Latitude Financial Data Breach Proves Privacy Must Take Priority

Electronic Frontiers Australia says the Latitude Financial data breach proves the government is too meek in its approach to privacy.

Now affecting nearly 8 million people, this breach joins the Optus breach in September 2022 and the Medibank breach in October 2022 to become the third breach of millions of people’s data in just six months. Every data breach is harmful, and it’s clear that the current approach isn’t working.

“Enough is enough,” said Justin Warren, Chair of EFA. “There is now no credible reason to deny Australians the privacy protections we’ve been demanding for years. These businesses have had decades to figure out how to keep our data safe and they have comprehensively failed. There must now be consequences.”

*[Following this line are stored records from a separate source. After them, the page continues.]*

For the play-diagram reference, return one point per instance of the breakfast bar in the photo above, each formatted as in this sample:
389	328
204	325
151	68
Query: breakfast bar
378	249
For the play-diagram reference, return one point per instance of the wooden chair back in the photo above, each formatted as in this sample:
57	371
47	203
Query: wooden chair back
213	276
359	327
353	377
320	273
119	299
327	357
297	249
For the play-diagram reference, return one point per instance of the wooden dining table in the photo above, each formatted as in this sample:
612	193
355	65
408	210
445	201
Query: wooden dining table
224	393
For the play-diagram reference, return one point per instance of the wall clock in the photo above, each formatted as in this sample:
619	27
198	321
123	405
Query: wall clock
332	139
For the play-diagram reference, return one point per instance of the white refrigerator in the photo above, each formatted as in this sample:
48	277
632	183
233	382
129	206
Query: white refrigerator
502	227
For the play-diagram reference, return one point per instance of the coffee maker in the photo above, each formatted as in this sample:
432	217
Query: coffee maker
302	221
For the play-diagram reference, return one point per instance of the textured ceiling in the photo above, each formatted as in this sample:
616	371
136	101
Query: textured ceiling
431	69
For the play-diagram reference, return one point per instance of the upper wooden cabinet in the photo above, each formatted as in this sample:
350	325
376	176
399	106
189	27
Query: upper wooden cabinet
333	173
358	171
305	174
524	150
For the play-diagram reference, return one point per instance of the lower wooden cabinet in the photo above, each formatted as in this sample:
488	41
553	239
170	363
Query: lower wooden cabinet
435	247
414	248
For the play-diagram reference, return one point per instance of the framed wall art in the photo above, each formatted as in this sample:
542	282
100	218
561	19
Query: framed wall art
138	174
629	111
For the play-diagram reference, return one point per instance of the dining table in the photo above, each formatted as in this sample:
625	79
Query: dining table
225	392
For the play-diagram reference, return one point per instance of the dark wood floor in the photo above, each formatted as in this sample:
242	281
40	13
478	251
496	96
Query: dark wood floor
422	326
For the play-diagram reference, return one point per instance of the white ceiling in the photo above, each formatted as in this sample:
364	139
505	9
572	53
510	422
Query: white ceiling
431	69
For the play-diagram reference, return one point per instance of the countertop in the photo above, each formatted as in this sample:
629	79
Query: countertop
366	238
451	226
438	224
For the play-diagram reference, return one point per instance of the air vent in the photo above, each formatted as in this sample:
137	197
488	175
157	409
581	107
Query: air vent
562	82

While the changes to the Privacy Act that have been proposed are encouraging, they do not go nearly far enough. EFA demands that the government take up all of its recommendations for changing the Privacy Act to ensure that the privacy rights of Australians are prioritised over the narrow and self-serving interests of businesses.

“Those organisations that have put in the work are at a massive disadvantage when companies like Latitude are allowed to make mistakes on this scale. Unless the market incentives are changed, we will continue to see data breaches like this. Australians are fed up.”

People are now at constant risk of identity fraud—and worse—because organisations collect too much information, keep it too long, and store it insecurely. It’s clear that existing privacy protections are ineffective and must be changed. Organisations have had more than enough time to take action on their own, and have chosen not to. They must now be forced to change their ways.

“Governments also need to have a good, hard look at themselves for their contribution to this mess. They keep putting us in danger with their never-ending surveillance laws because they care more about the paranoid rantings of law enforcement than they do about ordinary people,” he said.

Data that isn’t collected can’t be lost. Instead of making the problem worse, governments need to change their thinking and stop trying to do more of the same things that have failed dozens of times already.

“We don’t need more advice to be vigilant,” says Warren, “We need the power to take action against companies that fail us like this. If you won’t do your job, get out of the way and we’ll sort this out ourselves.”